DECOUPLING ECONOMIC GAINS FROM ENVIRONMENTAL COSTS: EVIDENCE FROM PAKISTAN
Abstract
One of the biggest challenges in sustainable development is separating economic growth from environmental degradation. In the agricultural export sector, this challenge manifests as the attainment of domestic value-added increases while concurrently diminishing domestic embodied CO2 emissions. This paper is the first to systematically measure and decompose the domestic environmental cost of Pakistan's agricultural exports using the Multi-Regional Input-Output (MRIO) model combined with Structural Decomposition Analysis (SDA), covering the period 2000 to 2014 with projections extended to 2025. We define domestic environmental cost as the ratio of domestic embodied CO2 emissions to domestic value added in agricultural exports - a metric that directly captures whether decoupling is occurring.

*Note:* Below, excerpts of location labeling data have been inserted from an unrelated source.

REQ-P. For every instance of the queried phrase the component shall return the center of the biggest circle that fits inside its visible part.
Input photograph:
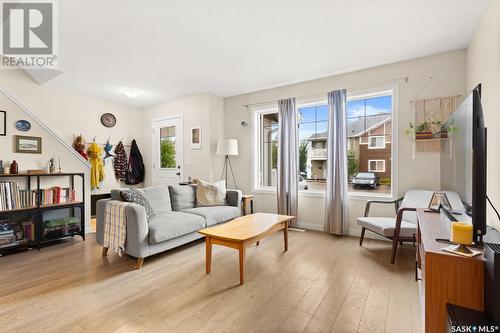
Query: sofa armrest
(233, 198)
(137, 244)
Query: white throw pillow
(208, 194)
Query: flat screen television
(463, 161)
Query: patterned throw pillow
(136, 197)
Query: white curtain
(336, 173)
(287, 158)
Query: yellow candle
(461, 233)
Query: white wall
(204, 110)
(69, 114)
(483, 66)
(447, 68)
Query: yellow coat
(96, 165)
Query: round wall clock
(108, 120)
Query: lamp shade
(227, 147)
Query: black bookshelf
(36, 212)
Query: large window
(369, 141)
(167, 147)
(369, 144)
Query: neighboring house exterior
(368, 139)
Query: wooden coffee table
(242, 232)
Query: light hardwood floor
(322, 284)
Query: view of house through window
(313, 125)
(167, 147)
(369, 145)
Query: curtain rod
(405, 78)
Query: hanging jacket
(135, 168)
(120, 162)
(96, 165)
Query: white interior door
(168, 148)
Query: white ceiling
(169, 49)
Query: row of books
(11, 197)
(57, 195)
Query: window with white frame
(376, 165)
(376, 142)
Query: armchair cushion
(385, 226)
(159, 198)
(182, 197)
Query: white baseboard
(355, 232)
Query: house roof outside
(357, 127)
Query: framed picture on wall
(28, 144)
(196, 137)
(3, 123)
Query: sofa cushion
(386, 225)
(215, 214)
(182, 197)
(208, 194)
(135, 196)
(158, 197)
(174, 224)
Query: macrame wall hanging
(429, 128)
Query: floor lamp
(227, 147)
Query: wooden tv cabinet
(444, 277)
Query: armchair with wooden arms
(399, 229)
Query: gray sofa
(176, 220)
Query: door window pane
(268, 150)
(167, 147)
(369, 133)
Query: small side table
(247, 199)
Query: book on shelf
(11, 197)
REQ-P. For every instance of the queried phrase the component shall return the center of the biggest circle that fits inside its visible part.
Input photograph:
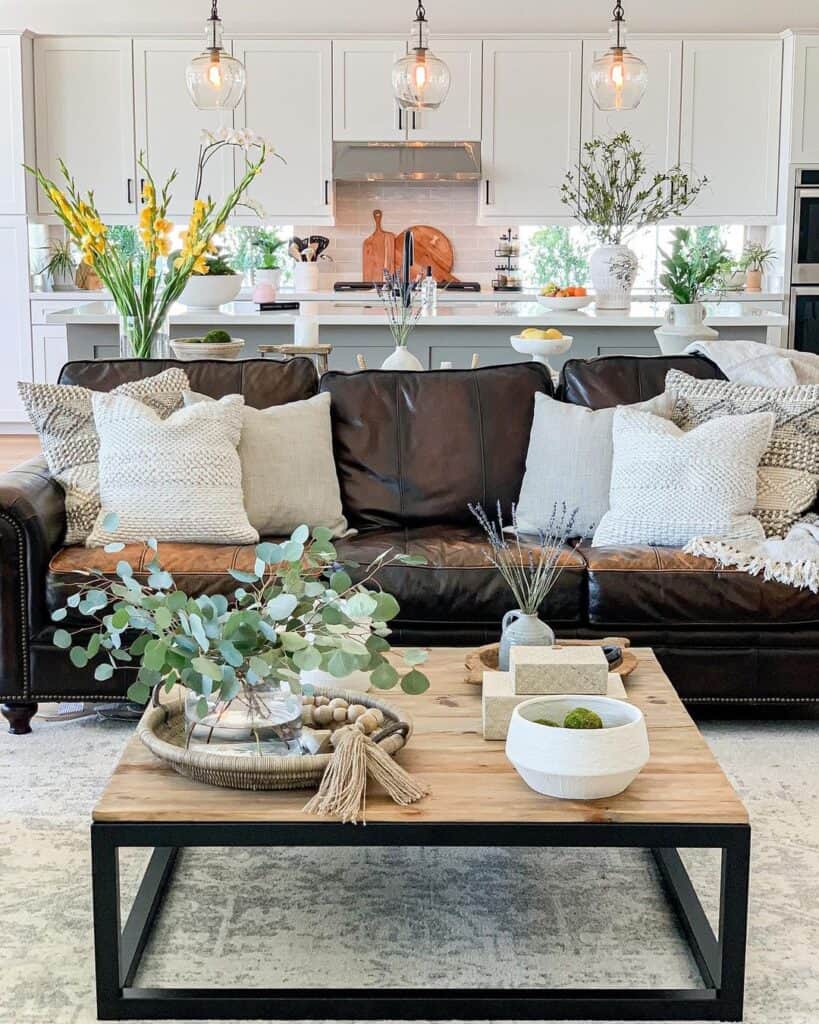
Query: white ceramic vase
(684, 325)
(577, 764)
(401, 358)
(613, 270)
(522, 630)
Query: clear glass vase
(265, 719)
(138, 343)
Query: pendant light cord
(618, 18)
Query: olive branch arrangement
(297, 610)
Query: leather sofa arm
(32, 526)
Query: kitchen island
(453, 333)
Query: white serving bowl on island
(567, 303)
(577, 764)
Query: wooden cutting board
(378, 252)
(432, 248)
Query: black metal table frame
(721, 961)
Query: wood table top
(470, 778)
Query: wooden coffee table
(681, 800)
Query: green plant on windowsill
(693, 267)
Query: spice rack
(507, 255)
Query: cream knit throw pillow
(174, 479)
(789, 468)
(288, 471)
(63, 418)
(669, 486)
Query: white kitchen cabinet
(85, 116)
(169, 126)
(805, 120)
(289, 100)
(531, 127)
(16, 124)
(15, 341)
(730, 127)
(459, 117)
(50, 347)
(364, 109)
(655, 123)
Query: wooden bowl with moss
(215, 345)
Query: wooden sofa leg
(18, 717)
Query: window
(561, 253)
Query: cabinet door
(169, 126)
(805, 144)
(15, 346)
(655, 123)
(730, 126)
(289, 101)
(458, 119)
(531, 127)
(85, 116)
(363, 105)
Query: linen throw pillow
(288, 471)
(569, 460)
(669, 486)
(175, 479)
(63, 417)
(789, 468)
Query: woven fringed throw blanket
(792, 560)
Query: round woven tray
(163, 731)
(485, 658)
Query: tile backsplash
(451, 208)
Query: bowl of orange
(571, 297)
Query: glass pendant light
(421, 81)
(215, 79)
(617, 79)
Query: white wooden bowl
(567, 303)
(577, 764)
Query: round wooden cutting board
(432, 248)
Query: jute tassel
(343, 790)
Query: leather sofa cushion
(262, 382)
(456, 586)
(414, 450)
(664, 588)
(624, 380)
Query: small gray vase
(522, 630)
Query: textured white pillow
(669, 486)
(175, 479)
(569, 461)
(288, 471)
(63, 417)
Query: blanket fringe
(804, 574)
(343, 790)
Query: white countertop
(517, 314)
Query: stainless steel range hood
(406, 162)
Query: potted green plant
(266, 246)
(215, 345)
(755, 261)
(215, 283)
(691, 268)
(240, 658)
(60, 266)
(612, 193)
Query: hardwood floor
(15, 449)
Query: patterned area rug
(365, 916)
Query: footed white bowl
(568, 302)
(577, 764)
(210, 292)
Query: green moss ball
(582, 718)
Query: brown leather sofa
(413, 451)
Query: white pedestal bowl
(577, 764)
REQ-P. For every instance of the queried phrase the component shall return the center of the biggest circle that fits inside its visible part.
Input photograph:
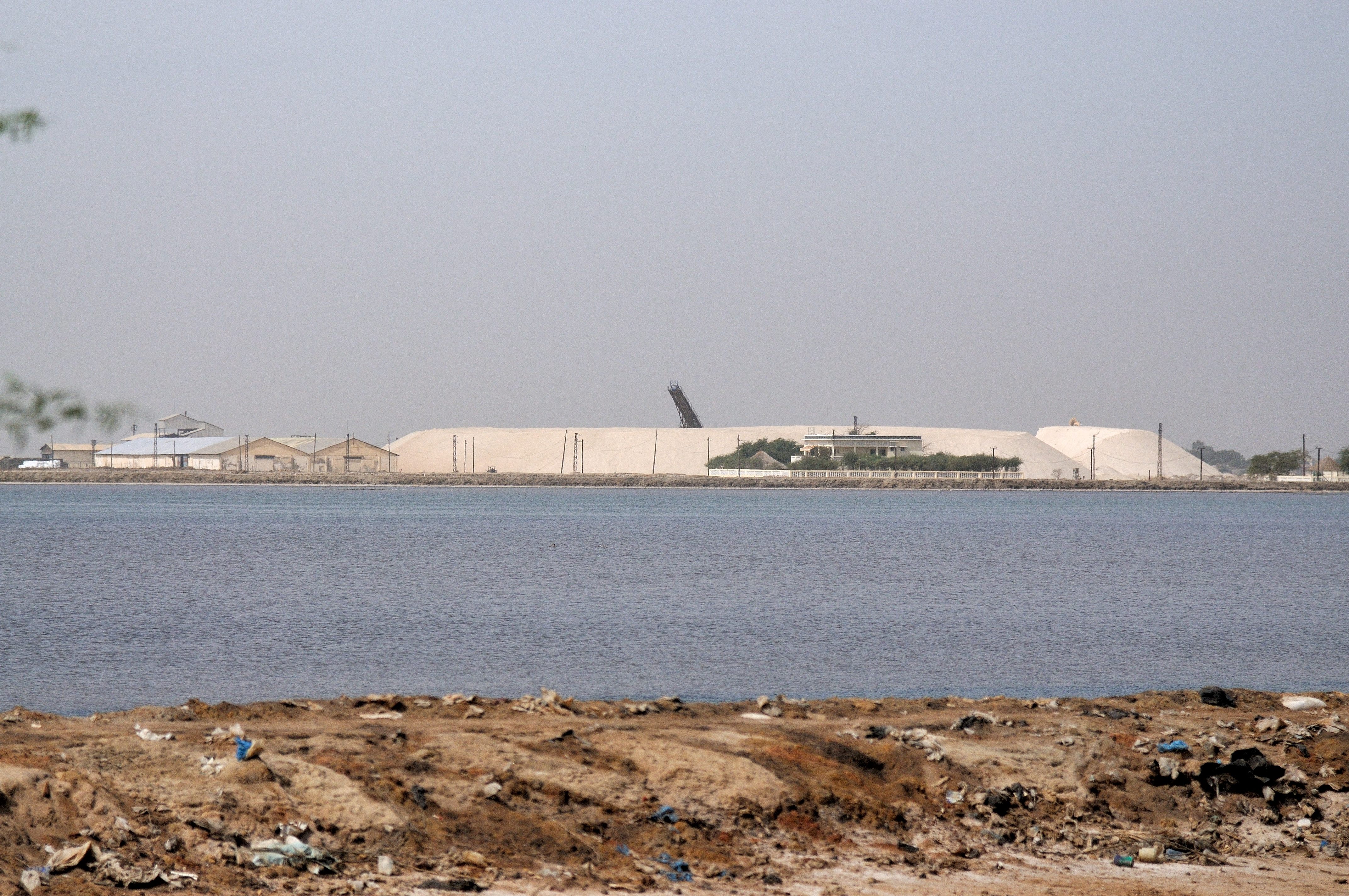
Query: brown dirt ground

Our results reveal that Pakistan's average domestic environmental cost stands at 1.498 CO2 kt per million USD, the highest among all major agricultural exporters examined, and approximately 1.54 times higher than China's average of 0.973. Although a declining trend is observed, confirming partial decoupling over the sample period, the pace of decoupling is significantly slower than comparable economies. The SDA decomposition identifies the CO2 emission coefficient as the primary driver of cost reduction, while the value-added rate and export structure changes counteract this improvement. Cross-country decomposition with China reveals that the emission coefficient and intermediate input structure are the main factors explaining Pakistan's environmental cost disadvantage. Scenario analysis confirms that structural reform of intermediate inputs rather than emission technology alone offers the greatest long-term potential for decoupling. These findings carry important implications for Pakistan's agricultural trade policy, energy transition strategy, and the green development agenda under the China-Pakistan Economic Corridor (CPEC).